(Rome, Paris, 29 novembre 2022). En dénonçant « un acte ignoble perpétré par des ennemis de la paix », les autorités centrafricaines précisent que cet acte « ne restera pas impuni » et rapportent qu’elles ont déjà ordonné l’ouverture d’une enquête judiciaire
Le bombardement d’une base militaire à Bossangoa, dans le nord-ouest de la République centrafricaine, par un avion de chasse d’un pays « étranger » non précisé, a soulevé plusieurs questions quant à son origine. Selon des informations du gouvernement de Bangui, l’avion a d’abord survolé la ville, puis a largué des explosifs sur la base des Forces de défense et de sécurité centrafricaines (FACA), sur celle de « nos alliés », et sur une usine de coton – qui abrite les forces paramilitaires du groupe russe Wagner depuis février 2021 – causant « d’importants dégâts matériels ». Après l’opération, l’avion s’est dirigé vers le nord – vers le Tchad – en traversant à nouveau la frontière. Dénonçant « un acte ignoble perpétré par des ennemis de la paix », les autorités centrafricaines précisent que cet acte « ne restera pas impuni » et rapportent qu’elles ont déjà ordonné l’ouverture d’une enquête judiciaire pour déterminer les responsabilités dans cet incident. Toutes les forces armées locales, les alliées et la Mission des Nations unies pour la stabilisation de la RCA (MINUSCA), conclut le communiqué, sont en état d’alerte », comme rapporté par l’agence italienne «Nova News».
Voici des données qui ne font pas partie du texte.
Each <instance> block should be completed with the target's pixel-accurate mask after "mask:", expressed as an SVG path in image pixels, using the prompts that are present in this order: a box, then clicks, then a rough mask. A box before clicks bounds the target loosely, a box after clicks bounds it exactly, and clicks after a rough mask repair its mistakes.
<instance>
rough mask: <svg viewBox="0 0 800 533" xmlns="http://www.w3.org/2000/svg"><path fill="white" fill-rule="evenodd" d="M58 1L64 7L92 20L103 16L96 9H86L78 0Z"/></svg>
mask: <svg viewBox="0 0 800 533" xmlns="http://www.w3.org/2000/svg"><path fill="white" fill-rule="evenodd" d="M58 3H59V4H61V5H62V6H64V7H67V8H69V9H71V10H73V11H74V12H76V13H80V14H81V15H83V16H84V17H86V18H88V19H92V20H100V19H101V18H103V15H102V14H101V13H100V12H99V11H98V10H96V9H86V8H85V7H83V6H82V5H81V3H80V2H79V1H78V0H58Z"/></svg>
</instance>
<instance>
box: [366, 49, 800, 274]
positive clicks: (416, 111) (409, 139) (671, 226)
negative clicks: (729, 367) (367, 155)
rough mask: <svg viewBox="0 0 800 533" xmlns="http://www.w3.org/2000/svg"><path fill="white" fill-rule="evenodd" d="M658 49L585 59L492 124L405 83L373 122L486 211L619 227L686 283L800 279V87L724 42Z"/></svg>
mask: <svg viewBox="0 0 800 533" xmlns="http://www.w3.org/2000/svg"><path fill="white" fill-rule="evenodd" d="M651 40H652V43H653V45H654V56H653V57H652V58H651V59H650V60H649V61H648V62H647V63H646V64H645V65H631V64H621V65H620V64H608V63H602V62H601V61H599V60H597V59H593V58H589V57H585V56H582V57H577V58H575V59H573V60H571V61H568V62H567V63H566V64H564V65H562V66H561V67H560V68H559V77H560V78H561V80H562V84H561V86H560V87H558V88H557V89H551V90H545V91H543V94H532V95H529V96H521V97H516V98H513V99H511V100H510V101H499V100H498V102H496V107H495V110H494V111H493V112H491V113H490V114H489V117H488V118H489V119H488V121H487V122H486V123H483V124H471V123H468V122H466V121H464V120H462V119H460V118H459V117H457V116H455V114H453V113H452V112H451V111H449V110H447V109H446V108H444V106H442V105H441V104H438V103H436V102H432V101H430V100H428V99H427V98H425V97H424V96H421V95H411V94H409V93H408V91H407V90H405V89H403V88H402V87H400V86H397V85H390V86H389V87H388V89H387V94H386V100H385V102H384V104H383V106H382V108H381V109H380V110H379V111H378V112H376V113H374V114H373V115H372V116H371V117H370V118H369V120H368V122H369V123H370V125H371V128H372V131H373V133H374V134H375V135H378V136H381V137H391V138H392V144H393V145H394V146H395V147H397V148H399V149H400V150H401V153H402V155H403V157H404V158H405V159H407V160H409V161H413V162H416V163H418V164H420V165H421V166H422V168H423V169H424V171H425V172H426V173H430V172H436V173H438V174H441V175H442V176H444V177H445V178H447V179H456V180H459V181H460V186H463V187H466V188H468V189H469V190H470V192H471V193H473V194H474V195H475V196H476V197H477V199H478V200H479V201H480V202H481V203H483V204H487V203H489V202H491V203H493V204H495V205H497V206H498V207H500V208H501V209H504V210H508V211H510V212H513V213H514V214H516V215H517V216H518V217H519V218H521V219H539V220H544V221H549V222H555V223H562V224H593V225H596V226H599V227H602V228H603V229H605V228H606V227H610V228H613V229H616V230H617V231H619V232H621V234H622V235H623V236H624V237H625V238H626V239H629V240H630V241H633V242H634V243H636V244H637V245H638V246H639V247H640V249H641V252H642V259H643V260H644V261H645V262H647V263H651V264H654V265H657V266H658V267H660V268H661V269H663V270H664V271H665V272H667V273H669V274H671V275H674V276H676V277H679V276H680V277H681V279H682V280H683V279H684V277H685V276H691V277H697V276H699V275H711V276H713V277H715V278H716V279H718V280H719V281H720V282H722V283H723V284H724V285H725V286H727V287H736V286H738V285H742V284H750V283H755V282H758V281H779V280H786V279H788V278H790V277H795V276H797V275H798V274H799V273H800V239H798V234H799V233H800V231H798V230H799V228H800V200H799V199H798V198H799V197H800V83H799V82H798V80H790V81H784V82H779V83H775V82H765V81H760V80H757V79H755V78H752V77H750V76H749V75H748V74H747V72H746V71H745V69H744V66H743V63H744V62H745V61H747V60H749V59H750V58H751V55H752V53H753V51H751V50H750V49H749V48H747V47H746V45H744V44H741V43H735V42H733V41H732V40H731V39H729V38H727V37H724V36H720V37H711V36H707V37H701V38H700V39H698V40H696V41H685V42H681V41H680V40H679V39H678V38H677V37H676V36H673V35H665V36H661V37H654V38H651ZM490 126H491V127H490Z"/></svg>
Le maire de Bossangoa, Pierre Denamguere, a confirmé que l’attaque visait les bases russes, qui dans des déclarations faites à « Jeune Afrique », a précisé que l’attaque a été menée vers 2h50 du matin par « un avion sans phares et que nous n’avons pas pu identifier », dont l’objectif « était l’usine de coton que les Russes et les forces armées utilisent comme base ». Contrairement à ce qu’a déclaré le gouvernement, selon le maire, « il n’y a pas eu trop de dégâts ». Bossangoa est située au nord de Bangui et à environ 150 kilomètres au sud du Tchad. Située le long de la rivière Bahr Sara, l’usine de transformation de coton, bombardée par l’avion, a longtemps abrité des forces militaires : après l’opération française Sangaris (conclue en 2016) ce fut au tour des casques bleus de la Minusca (qui comptent 350 des 2 mille soldats français d’abord en poste en RCA puis retirés) puis des Forces armées centrafricaines (FACA) et des milices « alliées » du groupe paramilitaire Wagner.
Ces derniers ont notamment renforcé leur présence dans le pays depuis février 2021, date à laquelle la ville a été reprise des mains de la Coalition des patriotes pour le changement (CPC), une formation de plusieurs groupes rebelles pro-français fidèles à l’ancien président François Bozizé, qui en décembre 2020 a tenté de reprendre Bangui et de déposer le président Faustin-Archange Touadera, un allié de fer de Vladimir Poutine. Selon des sources de renseignement, les combattants de Wagner ont fait de Bossangoa une base importante pour les régions nord et ouest du pays. C’est ce dernier détail qui a alimenté les réflexions, aussi bien sur l’origine ou la fabrication de l’avion, que sur l’objectif du bombardement, dans le contexte plus large de la guerre en cours en Ukraine, où les Wagner sont recrutés en grande partie en soutien à l’armée russe. Ce qui est certain, c’est que cette attaque, pour laquelle Bangui a dénoncé la violation de l’espace aérien centrafricain, implique un avion étranger – donc « hostile » – pour la première fois depuis le début de la guerre civile, en 2013.